In less high-profile matters we tend to do the same thing – fail to separate person from behavior. When someone gets arrested for drunk driving – a terrible thing to do – they become “the drunk.” In these cases their person disappears altogether to be replaced by their illness. I often wonder how much that shift contributes to the large number of addicts who fail to attain sobriety. Some years ago in the medical community there was a movement to stop referring to patients by their diagnosis. Prior to that, a doctor might say “there is a kidney in room 212,” when in fact there was a person or patient in room 212 who had a kidney problem.

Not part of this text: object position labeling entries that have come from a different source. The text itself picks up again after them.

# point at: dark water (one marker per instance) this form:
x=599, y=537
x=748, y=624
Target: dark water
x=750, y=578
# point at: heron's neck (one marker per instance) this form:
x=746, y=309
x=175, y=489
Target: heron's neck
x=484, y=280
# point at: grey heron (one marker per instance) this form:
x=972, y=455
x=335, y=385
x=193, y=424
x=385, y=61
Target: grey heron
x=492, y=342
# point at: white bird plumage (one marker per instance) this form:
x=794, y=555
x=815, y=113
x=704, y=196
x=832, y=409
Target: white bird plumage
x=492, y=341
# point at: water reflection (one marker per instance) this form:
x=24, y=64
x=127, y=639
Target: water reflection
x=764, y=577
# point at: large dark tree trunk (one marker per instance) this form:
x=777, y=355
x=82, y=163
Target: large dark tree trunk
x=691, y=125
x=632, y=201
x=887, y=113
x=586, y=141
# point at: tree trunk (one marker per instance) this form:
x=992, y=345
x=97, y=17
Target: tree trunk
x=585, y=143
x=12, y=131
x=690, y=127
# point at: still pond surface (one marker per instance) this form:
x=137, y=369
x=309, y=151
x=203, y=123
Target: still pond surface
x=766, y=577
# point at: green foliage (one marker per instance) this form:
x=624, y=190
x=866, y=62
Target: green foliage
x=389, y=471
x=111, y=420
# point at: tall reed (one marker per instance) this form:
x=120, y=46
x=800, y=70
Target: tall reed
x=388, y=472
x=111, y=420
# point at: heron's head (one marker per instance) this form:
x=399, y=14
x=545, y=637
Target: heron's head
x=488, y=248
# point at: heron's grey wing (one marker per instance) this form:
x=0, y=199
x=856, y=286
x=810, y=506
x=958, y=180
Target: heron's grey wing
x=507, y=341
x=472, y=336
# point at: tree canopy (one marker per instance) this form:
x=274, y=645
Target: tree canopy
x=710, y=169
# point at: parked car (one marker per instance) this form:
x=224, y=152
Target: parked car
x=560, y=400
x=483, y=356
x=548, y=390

Borrowing from that shift in the medical community and extending it a bit, what might happen if we determined that there isn’t any such thing as a bad person? We acknowledge that good people do often make bad choices, but that those choices don’t impact their inherent value as a living being. How much harder would it be to say, “that person doesn’t deserve medical care”? How much harder would it be to say, “that person doesn’t deserve to eat”? By what standard could we make those distinctions? If all people are good people, then none are disposable. If all people are good people, we will have to learn to deal with our anger in healthy ways. If all people are good people, we will be forced to see our greed for what it is.
For a future to be possible we have to move from our current habit of judging people to a healthier, more accurate practice of seeing all living beings as being of value. We need to come to the place where we truly believe that there is no disposable human being. We need to let go of our need to scapegoat, and determine to walk together into the future as true brothers and sisters. We cannot wait another moment.